But it seems to me that it is the organizing principle of the moderate, centrist politician. It expresses exactly the principle of the orthodox political strategist. Here, "God" is the candidate.
Alas! the devil's in the details, such that it's hard to say whether the inspiration for the prayer was divine, or diabolical.
It's beyond question that Obama has energized a large constituency with signs and wonders of change in certain domains-- first of all, in the radical overhaul of campaigning and fundraising; in this area, there is real bottom-up participation and (I gather) an enthusiastic conviction that Obama is indeed an innovative agent of Change.
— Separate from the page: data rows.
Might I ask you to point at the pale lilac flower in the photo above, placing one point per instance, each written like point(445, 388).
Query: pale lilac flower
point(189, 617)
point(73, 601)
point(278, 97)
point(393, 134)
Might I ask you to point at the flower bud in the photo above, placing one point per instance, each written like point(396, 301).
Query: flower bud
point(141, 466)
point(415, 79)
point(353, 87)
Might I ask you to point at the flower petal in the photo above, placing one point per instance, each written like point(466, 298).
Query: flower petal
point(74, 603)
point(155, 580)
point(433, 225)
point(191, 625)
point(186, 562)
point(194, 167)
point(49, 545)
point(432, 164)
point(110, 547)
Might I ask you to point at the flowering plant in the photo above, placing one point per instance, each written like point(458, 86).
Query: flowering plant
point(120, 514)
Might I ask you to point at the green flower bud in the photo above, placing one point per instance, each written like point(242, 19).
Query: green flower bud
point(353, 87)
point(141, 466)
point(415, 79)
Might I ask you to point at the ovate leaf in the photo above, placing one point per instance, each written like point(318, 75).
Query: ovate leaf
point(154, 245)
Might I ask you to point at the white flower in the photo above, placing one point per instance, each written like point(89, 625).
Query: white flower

And there are certainly changes in campaign tactics; I've heard Obama fans exulting at how Obama fouls off one wingnut bean ball after the other, instead of standing there and getting plunked like previous Dem candidates. He'll wear out the pitchers, then swing for the fences! And, for a change, this one isn't to good to show flying spikes, or run full-tilt into the catcher. Go, Obama!
So the candidate and the campaign are certainly generating Changes that are felt like the Sun in "Here Comes the Sun", emanating from inside the campaign organization.
But how does this reconcile with the Unchanging mendacity, duplicity, hypocrisy, and prevarication that even a Reform Candidate by another name reserves the right to employ as needed-- when crowded by circumstances, as Twain often put it?
I muse thus because I just reviewed a laughably asinine response to a comment about Obama's strange new mock-Presidential Seal at HuffPo. I was struck by a comment in that thread from a businesslike Democratic pragmatist, who unsentimentally argued that the realpolitik is that Obama is wisely exploiting the frustrated civil-libertarians in his base in order to put his bona fides as a Staunch Defender of Homeland Security and Unremitting Foe of Terrorists beyond question.
So, whatever we may think or feel about it is "objectively" irrelevant.
The commenter felt that anyone who understood the first thing about politics would pick up the play, and not get their undergarments in such a twist. If you don't understand how the game is played, keep yer yaps shut!
It's like the Cop Show cliché where the cops beat the hell out of the undercover mole when they bust the gang, so it'll look good. It makes for a good collar, and safeguards the mole from reprisal-- a win/win outcome! What's a few bruises or a broken rib?
In this analogy, civil-libertarians are the mole. Obama is the cop who beats us up. All in a day's work; gotta take one for the team sometimes.
You may call this what you like, but it is most certainly not Change I Can Believe In.